Simone Rethel, fast 46 Jahre jünger als er, ist seit 1992 Heesters Frau. Schon als Elfjährige war sie in ihn verknallt, und wer je erlebt hat, wie ungemein fürsorglich und geduldig sie mit ihrem greisen Mann umging, der zuletzt kaum mehr hörte und komplett erblindet war, der ahnt, was für ein Gottesgeschenk sie für Heesters war. 2003 standen sie in der Stuttgarter Komödie am Marquardt sogar gemeinsam auf der Bühne, in der Revue "Heesters - eine musikalische Hommage".

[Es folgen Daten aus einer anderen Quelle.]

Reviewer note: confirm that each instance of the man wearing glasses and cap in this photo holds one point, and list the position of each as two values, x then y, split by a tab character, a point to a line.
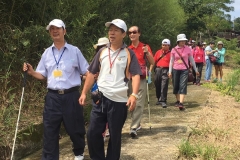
162	60
114	67
61	65
143	53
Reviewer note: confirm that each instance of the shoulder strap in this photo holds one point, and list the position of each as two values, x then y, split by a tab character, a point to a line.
181	58
162	56
128	63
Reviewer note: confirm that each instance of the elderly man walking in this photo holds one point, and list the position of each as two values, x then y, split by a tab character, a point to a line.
143	53
115	63
61	64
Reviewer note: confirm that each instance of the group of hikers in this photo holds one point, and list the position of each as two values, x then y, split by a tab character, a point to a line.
116	78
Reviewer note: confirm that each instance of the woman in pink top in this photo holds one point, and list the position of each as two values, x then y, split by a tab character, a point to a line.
179	67
199	58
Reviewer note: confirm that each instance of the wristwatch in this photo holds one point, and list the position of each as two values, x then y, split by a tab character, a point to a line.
135	95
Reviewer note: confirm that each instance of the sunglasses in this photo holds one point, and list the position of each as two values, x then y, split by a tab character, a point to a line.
133	32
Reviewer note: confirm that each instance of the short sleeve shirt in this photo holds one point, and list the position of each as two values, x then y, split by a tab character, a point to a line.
209	49
165	60
185	52
139	52
113	84
71	63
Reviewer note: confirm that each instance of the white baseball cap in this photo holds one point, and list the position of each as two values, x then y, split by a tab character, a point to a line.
101	41
166	41
117	22
57	23
181	37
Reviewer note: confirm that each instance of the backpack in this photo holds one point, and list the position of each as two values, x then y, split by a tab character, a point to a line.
127	74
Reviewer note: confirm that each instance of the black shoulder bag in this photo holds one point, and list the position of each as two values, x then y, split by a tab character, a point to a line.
155	66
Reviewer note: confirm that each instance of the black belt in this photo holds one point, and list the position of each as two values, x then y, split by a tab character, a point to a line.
64	91
163	67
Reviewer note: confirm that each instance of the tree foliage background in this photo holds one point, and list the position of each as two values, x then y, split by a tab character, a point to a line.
24	36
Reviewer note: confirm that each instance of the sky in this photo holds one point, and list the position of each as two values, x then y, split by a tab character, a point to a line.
236	12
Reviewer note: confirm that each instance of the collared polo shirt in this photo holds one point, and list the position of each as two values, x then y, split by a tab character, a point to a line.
185	52
139	52
72	63
164	61
209	49
114	85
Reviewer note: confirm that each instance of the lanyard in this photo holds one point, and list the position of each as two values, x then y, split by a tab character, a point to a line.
181	51
111	63
57	62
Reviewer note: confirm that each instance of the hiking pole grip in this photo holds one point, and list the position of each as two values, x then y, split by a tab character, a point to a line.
24	78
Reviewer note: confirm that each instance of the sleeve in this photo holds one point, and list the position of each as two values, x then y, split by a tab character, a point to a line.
82	62
134	67
149	49
156	56
193	63
171	62
222	52
95	65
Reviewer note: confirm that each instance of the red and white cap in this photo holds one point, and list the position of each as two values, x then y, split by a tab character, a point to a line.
57	23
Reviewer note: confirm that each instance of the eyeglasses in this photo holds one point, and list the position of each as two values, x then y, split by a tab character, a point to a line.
133	32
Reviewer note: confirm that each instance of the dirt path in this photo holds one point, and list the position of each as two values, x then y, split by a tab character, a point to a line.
169	127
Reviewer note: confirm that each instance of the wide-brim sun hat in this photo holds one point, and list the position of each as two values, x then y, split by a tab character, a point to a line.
166	41
101	41
220	42
117	22
57	23
181	37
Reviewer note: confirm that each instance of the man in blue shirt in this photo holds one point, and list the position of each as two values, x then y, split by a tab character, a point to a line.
61	65
209	50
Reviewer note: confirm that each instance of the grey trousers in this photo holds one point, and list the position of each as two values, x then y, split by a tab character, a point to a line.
161	84
136	114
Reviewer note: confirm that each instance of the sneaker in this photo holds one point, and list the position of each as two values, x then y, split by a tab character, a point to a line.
80	157
158	103
133	133
181	107
139	127
164	105
177	103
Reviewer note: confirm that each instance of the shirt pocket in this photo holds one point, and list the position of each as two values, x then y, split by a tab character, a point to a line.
67	66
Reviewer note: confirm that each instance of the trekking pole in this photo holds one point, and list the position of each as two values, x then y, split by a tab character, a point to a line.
19	112
149	114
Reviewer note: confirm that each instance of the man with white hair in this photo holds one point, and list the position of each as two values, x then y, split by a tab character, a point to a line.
162	60
61	65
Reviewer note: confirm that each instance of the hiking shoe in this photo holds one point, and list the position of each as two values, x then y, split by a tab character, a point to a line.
133	133
164	105
80	157
177	103
139	127
181	107
158	103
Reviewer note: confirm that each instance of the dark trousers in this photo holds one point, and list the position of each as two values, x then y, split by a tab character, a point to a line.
113	113
180	80
62	108
199	68
161	83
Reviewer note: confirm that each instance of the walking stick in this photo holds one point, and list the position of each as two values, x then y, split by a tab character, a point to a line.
19	112
149	114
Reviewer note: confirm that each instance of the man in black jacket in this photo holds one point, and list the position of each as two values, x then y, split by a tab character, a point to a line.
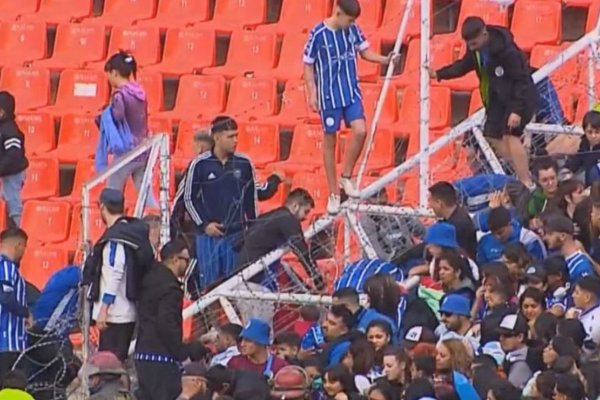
159	348
13	161
507	90
279	227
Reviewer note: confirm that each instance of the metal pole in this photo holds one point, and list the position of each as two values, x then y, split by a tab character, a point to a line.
424	103
384	90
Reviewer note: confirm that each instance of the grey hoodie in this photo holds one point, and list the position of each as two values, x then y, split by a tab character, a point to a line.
129	103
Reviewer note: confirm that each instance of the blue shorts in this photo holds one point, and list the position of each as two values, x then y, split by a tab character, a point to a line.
332	119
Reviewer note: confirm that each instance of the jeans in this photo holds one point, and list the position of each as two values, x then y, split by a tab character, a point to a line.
11	193
135	169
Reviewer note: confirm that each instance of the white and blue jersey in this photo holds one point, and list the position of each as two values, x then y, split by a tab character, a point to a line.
333	53
13	308
579	266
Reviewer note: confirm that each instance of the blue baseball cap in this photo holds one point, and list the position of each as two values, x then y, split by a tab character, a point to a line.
257	331
455	304
442	234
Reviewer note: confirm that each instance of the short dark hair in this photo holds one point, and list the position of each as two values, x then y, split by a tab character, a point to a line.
472	28
300	196
544	163
347	293
445	192
340	311
172	249
498	218
13	233
591	118
222	123
122	62
232	330
350	7
287	338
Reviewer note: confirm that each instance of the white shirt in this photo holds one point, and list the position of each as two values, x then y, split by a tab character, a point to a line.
113	283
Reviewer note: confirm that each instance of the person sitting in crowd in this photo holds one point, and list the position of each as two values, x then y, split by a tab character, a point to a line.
503	231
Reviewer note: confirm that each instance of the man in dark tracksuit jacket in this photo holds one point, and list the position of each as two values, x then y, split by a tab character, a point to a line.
13	161
507	90
220	197
159	348
279	227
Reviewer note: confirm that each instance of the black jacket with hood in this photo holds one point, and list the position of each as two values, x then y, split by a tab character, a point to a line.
12	140
132	233
510	82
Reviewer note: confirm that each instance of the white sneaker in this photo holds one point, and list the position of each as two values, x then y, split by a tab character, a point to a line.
349	188
333	204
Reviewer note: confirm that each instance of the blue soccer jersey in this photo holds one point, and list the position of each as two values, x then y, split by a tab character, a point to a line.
13	308
334	55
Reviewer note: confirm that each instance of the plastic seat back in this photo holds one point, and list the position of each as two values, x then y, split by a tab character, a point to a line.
29	85
41	179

"Im Herzen blieb ich jung", sang Jopie in einem seiner jüngeren Lieder. Sein regelmäßiges Fitnesstraining hat sicher dazu beigetragen. Aber vor allem auch die Arbeit, von der er bis zuletzt nie abließ. 2002 spielte er - im Frack, versteht sich - den alten Diener Firs in Tschechows "Kirschgarten". Den 104. Geburtstag feierte er singend im Berliner Admiralspalast, zum 105. trat er in Hamburg im Winterhuder Fährhaus als Kaiser Franz Joseph im "Weißen Rössl" auf. Und jedes Jahr gab es seit dem Hundertsten einen Bambi.

Jopies Schaffenskraft war so unverwüstlich wie seine Neugier. 2007 nahm er mit Claus Eisenmann, dem ehemaligen Sänger der "Söhne Mannheims", bei einem Hip-Hop-Label die Maxi-Single "Generationen" auf; im Sommer 2010, mit sagenhaften 106 Jahren, trat er im Berliner Ensemble in einer kleinen Rolle als König in einem Hochhuth-Stück auf. Und während er Anfang Dezember im Krankenhaus lag, ist in München der Kurzfilm "Ten" herausgekommen, in dem Jopie den "Petrus" spielt. Es ist seine letzte Rolle: der Himmelspförtner.

"Ich bin gut durchgekommen", hat Heesters einmal über sein reiches Jahrhundertleben gesagt. "Es war ein großes Abenteuer." Ja, das war es - für alle Beteiligten.